Christopher Sperandio (born 1964) is an American artist known for his collaborative work with British artist Simon Grennan.

== Biography ==
Sperandio was born in Kingwood, West Virginia, and attended West Virginia University, receiving his Bachelor of Fine Arts in printmaking in 1987. He pursued graduate coursework at the University of Illinois at Chicago receiving a Master of Fine Arts in painting in 1991. Both Grennan and Sperandio were classmates of Tom Friedman. Sperandio is an assistant professor at Rice University in the School of Visual and Dramatic Arts.

==Artworks==
The "We got it!" bar was the result of the artists collaboration with the unionized workforce of a suburban Chicago chocolate factory for Sculpture Chicago's Culture in Action exhibition.

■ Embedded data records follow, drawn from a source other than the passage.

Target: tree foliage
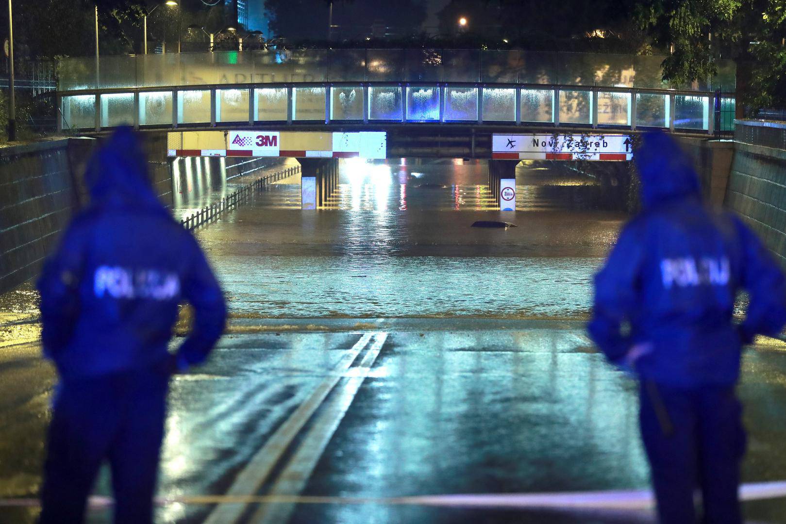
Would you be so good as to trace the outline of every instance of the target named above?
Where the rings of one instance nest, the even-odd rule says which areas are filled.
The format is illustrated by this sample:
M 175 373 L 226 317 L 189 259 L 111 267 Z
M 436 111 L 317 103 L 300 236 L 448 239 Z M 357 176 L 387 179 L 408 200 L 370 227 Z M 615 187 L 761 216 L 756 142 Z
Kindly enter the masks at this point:
M 638 0 L 635 17 L 673 52 L 664 79 L 711 78 L 718 57 L 736 62 L 738 108 L 786 107 L 786 4 L 782 0 Z

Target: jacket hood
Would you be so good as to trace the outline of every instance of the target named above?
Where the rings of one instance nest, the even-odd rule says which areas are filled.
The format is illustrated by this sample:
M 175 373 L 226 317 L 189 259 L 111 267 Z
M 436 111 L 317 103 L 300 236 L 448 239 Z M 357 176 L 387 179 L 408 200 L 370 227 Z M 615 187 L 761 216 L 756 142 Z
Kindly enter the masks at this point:
M 666 133 L 645 134 L 634 159 L 641 178 L 641 201 L 645 208 L 682 198 L 701 198 L 693 163 Z
M 145 151 L 130 127 L 120 127 L 98 148 L 87 164 L 85 178 L 91 207 L 166 212 L 150 184 Z

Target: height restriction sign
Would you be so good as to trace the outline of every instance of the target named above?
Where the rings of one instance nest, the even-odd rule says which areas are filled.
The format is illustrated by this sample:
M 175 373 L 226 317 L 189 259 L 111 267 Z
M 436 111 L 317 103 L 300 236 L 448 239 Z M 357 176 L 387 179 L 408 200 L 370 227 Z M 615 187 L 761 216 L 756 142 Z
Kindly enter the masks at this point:
M 511 160 L 630 160 L 627 134 L 494 134 L 491 158 Z

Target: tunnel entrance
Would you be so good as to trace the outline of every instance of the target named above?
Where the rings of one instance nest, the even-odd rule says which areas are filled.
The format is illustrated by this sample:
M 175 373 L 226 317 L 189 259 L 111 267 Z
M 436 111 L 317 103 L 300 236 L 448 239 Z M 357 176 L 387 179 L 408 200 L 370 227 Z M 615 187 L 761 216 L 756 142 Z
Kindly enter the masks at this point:
M 171 164 L 176 214 L 220 201 L 270 170 L 303 166 L 303 172 L 277 181 L 255 205 L 346 211 L 465 210 L 495 211 L 498 188 L 491 162 L 464 159 L 340 159 L 318 160 L 182 157 Z M 517 211 L 624 211 L 630 207 L 627 162 L 522 160 L 515 164 Z M 313 177 L 309 181 L 308 178 Z M 310 187 L 308 187 L 310 185 Z M 312 196 L 307 195 L 313 191 Z

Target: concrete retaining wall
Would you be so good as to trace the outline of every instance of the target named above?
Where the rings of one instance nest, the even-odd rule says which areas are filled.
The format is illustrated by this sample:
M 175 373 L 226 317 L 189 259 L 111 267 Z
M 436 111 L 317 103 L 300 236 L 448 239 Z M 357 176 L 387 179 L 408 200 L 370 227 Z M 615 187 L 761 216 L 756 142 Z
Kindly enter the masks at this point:
M 79 206 L 73 165 L 83 165 L 92 142 L 63 139 L 0 149 L 0 292 L 38 273 Z
M 171 207 L 167 135 L 143 137 L 153 188 Z M 0 148 L 0 293 L 35 277 L 75 210 L 87 203 L 84 172 L 99 143 L 64 138 Z
M 731 140 L 679 137 L 682 148 L 693 159 L 705 202 L 720 207 L 725 200 L 729 173 L 734 157 Z
M 786 137 L 786 124 L 737 122 L 725 204 L 742 217 L 786 268 L 786 141 L 783 137 Z

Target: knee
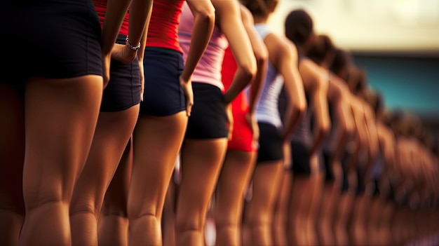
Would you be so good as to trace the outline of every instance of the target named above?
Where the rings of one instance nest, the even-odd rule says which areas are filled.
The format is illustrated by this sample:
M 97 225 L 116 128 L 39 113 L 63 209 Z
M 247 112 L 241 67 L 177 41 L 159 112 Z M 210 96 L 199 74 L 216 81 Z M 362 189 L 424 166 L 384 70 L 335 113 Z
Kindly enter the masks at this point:
M 29 212 L 41 207 L 65 207 L 69 208 L 69 203 L 63 200 L 58 196 L 41 196 L 34 199 L 25 198 L 26 203 L 26 212 Z
M 175 231 L 178 233 L 185 231 L 202 231 L 204 223 L 201 219 L 192 218 L 190 219 L 181 219 L 178 217 L 175 221 Z
M 235 221 L 233 219 L 215 219 L 215 227 L 217 231 L 224 230 L 227 228 L 237 228 L 238 221 Z
M 93 202 L 78 202 L 70 206 L 70 217 L 81 214 L 92 214 L 97 217 L 98 210 Z

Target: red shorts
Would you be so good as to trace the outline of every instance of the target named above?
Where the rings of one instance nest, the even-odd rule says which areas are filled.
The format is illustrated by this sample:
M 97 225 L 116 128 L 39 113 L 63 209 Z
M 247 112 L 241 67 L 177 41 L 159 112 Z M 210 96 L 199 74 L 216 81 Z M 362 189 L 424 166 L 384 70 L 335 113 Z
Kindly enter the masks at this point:
M 231 102 L 234 116 L 234 128 L 231 132 L 231 139 L 229 141 L 227 149 L 233 151 L 252 152 L 255 149 L 253 146 L 253 132 L 245 118 L 248 112 L 248 103 L 245 93 L 241 92 Z
M 231 84 L 237 66 L 230 47 L 226 49 L 222 63 L 222 77 L 225 90 Z M 236 96 L 231 102 L 234 116 L 234 128 L 231 139 L 229 141 L 227 149 L 232 151 L 252 152 L 253 132 L 245 118 L 248 112 L 248 100 L 244 91 Z

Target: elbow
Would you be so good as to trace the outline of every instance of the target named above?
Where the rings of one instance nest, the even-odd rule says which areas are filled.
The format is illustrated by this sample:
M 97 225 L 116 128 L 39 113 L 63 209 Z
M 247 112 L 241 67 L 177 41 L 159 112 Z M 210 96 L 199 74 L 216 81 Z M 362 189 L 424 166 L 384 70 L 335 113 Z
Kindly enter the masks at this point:
M 331 123 L 330 122 L 326 122 L 320 128 L 320 135 L 322 137 L 326 137 L 329 135 L 330 131 L 331 130 Z
M 245 77 L 249 82 L 256 76 L 256 73 L 257 72 L 256 60 L 253 57 L 252 58 L 252 59 L 249 59 L 248 62 L 239 66 L 239 69 L 243 73 L 243 76 Z
M 345 123 L 343 128 L 344 133 L 348 137 L 350 137 L 355 134 L 355 126 L 353 124 L 347 124 Z
M 209 25 L 213 26 L 215 25 L 215 14 L 213 6 L 197 10 L 196 12 L 194 13 L 194 15 L 195 18 L 208 23 Z
M 255 51 L 255 58 L 256 58 L 256 64 L 257 67 L 263 67 L 269 62 L 269 53 L 266 48 L 260 49 L 260 50 Z

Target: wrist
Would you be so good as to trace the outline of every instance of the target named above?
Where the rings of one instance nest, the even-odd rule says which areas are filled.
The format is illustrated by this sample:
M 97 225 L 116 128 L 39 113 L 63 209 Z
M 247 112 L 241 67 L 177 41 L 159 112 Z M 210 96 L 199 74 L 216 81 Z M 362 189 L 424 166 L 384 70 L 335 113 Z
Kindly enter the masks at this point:
M 125 45 L 128 48 L 129 48 L 130 50 L 135 50 L 135 51 L 137 51 L 138 49 L 140 48 L 140 42 L 139 42 L 139 43 L 137 43 L 135 46 L 133 46 L 133 44 L 131 44 L 131 43 L 130 43 L 130 39 L 128 35 L 126 38 L 125 39 Z

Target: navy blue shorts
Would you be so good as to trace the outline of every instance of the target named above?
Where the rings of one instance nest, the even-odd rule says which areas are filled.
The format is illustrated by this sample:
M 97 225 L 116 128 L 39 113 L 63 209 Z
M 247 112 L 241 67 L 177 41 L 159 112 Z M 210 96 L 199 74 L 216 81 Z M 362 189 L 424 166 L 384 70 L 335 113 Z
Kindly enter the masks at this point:
M 125 35 L 119 34 L 116 43 L 124 44 Z M 135 59 L 123 64 L 112 59 L 110 80 L 104 90 L 100 111 L 115 112 L 125 110 L 140 102 L 140 71 Z
M 329 151 L 323 151 L 323 163 L 325 165 L 325 180 L 326 182 L 332 182 L 335 179 L 332 163 L 334 160 L 334 154 Z
M 102 75 L 101 27 L 91 0 L 2 1 L 2 79 Z
M 342 183 L 342 193 L 346 192 L 349 189 L 349 165 L 351 155 L 345 151 L 342 158 L 342 171 L 343 172 L 343 181 Z
M 215 86 L 192 82 L 194 106 L 184 138 L 214 139 L 227 137 L 224 96 Z
M 140 114 L 168 116 L 186 110 L 186 98 L 180 84 L 184 67 L 182 53 L 147 47 L 143 67 L 145 82 Z
M 258 122 L 259 128 L 259 147 L 257 151 L 257 163 L 281 160 L 282 136 L 279 130 L 272 124 Z
M 291 158 L 292 161 L 292 172 L 295 175 L 311 175 L 311 163 L 309 147 L 302 142 L 291 142 Z

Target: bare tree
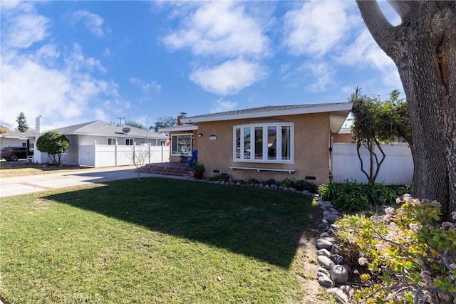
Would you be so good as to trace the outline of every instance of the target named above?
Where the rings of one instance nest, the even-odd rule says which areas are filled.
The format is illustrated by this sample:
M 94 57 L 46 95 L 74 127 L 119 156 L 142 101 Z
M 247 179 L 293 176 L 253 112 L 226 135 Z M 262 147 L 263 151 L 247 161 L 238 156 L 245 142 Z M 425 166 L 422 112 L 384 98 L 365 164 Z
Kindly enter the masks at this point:
M 414 196 L 456 211 L 456 1 L 389 1 L 392 25 L 376 1 L 356 0 L 378 46 L 398 67 L 411 118 Z
M 131 151 L 125 153 L 125 156 L 133 162 L 138 172 L 138 181 L 141 182 L 141 171 L 140 169 L 145 164 L 149 159 L 150 149 L 142 149 L 136 145 L 132 146 Z

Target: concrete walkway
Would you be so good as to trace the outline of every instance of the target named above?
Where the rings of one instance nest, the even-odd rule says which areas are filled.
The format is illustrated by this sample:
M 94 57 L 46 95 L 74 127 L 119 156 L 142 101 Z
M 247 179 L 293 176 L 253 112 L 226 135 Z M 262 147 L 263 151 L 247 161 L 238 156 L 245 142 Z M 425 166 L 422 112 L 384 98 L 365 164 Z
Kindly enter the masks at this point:
M 141 172 L 140 177 L 193 179 L 191 177 L 143 172 Z M 0 197 L 13 196 L 54 189 L 134 178 L 138 178 L 138 172 L 135 166 L 87 168 L 39 175 L 1 177 Z

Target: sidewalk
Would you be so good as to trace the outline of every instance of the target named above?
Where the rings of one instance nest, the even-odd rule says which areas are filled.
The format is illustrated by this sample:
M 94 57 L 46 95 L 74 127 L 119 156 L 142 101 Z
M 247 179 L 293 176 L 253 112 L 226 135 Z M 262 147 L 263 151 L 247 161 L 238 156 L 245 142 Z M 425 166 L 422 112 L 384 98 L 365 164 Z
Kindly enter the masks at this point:
M 142 177 L 190 178 L 141 172 Z M 138 178 L 135 166 L 87 168 L 71 172 L 0 178 L 0 198 L 41 191 Z

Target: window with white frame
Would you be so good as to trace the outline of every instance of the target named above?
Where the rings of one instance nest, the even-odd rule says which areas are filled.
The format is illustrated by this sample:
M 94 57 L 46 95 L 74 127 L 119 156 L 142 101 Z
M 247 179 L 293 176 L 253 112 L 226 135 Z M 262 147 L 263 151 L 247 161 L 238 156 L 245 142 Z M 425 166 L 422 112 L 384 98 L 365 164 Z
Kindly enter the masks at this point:
M 192 155 L 192 134 L 171 135 L 171 155 Z
M 235 126 L 233 159 L 293 163 L 293 127 L 291 122 Z
M 108 137 L 108 145 L 115 146 L 117 143 L 117 138 L 115 137 Z

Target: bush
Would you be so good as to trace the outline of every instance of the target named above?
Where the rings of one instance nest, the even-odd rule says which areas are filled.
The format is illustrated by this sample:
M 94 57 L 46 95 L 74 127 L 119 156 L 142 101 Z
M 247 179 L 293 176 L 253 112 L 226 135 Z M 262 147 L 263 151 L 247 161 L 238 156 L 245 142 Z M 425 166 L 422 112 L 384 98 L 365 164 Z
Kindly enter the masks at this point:
M 381 184 L 365 184 L 348 181 L 344 184 L 328 181 L 318 189 L 320 197 L 331 201 L 336 207 L 346 212 L 390 205 L 398 196 L 391 188 Z
M 358 290 L 356 299 L 367 303 L 453 303 L 455 224 L 439 223 L 437 201 L 406 194 L 398 202 L 403 204 L 397 210 L 388 208 L 380 222 L 362 219 L 356 241 L 361 251 L 358 263 L 368 266 L 372 276 L 362 278 L 368 287 Z M 452 216 L 456 219 L 456 213 Z M 374 277 L 382 281 L 373 281 Z
M 229 182 L 229 175 L 227 173 L 219 173 L 209 179 L 212 182 Z
M 47 153 L 54 165 L 59 165 L 62 153 L 70 146 L 66 136 L 58 131 L 48 131 L 38 137 L 36 147 L 42 152 Z

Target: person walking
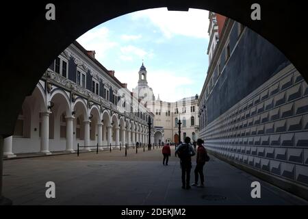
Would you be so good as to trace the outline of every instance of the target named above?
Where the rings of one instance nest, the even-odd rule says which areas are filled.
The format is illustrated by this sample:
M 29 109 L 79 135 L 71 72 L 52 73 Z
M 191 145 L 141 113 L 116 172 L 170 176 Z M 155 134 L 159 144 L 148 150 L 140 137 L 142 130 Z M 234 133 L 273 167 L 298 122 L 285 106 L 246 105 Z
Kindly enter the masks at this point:
M 206 157 L 207 155 L 207 151 L 203 146 L 204 141 L 202 139 L 197 140 L 197 153 L 196 159 L 196 168 L 194 169 L 194 183 L 192 184 L 192 186 L 199 188 L 204 188 L 204 175 L 203 166 L 205 164 Z M 198 185 L 198 177 L 200 175 L 201 184 Z
M 170 149 L 169 144 L 166 144 L 162 149 L 162 154 L 164 155 L 163 159 L 163 165 L 165 165 L 166 162 L 166 166 L 168 166 L 168 162 L 169 160 L 169 156 L 171 156 L 171 150 Z
M 182 170 L 182 188 L 190 189 L 190 170 L 192 169 L 192 156 L 196 153 L 190 144 L 190 138 L 185 138 L 184 142 L 181 143 L 177 148 L 175 154 L 180 158 L 181 168 Z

Grennan and Sperandio were commissioned to make new work for the international contemporary art survey Traffic, curated by Nicolas Bourriaud, and their works have often been exhibited with other "Relational Art" practitioners, such as Rirkrit Tiravanija and Maurizio Cattelan.

Grennan and Sperandio have produced 18 comic books for museums with Fantagraphics Books, DC Comics and under their own imprint Kartoon Kings. Typical of these is the "Invisible City" project for the Public Art Fund and "Modern Masters" produced for PS1/MoMA. Kartoon Kings: The Graphic Work of Simon Grennan and Christopher Sperandio, a monograph collecting images and information on their collaborative practice was published in 2007.

Sperandio is credited as creator and executive producer of ARTSTAR, an eight-part unscripted television series set in the New York art world
of Deitch Projects airing on American television (Voom) in 2006.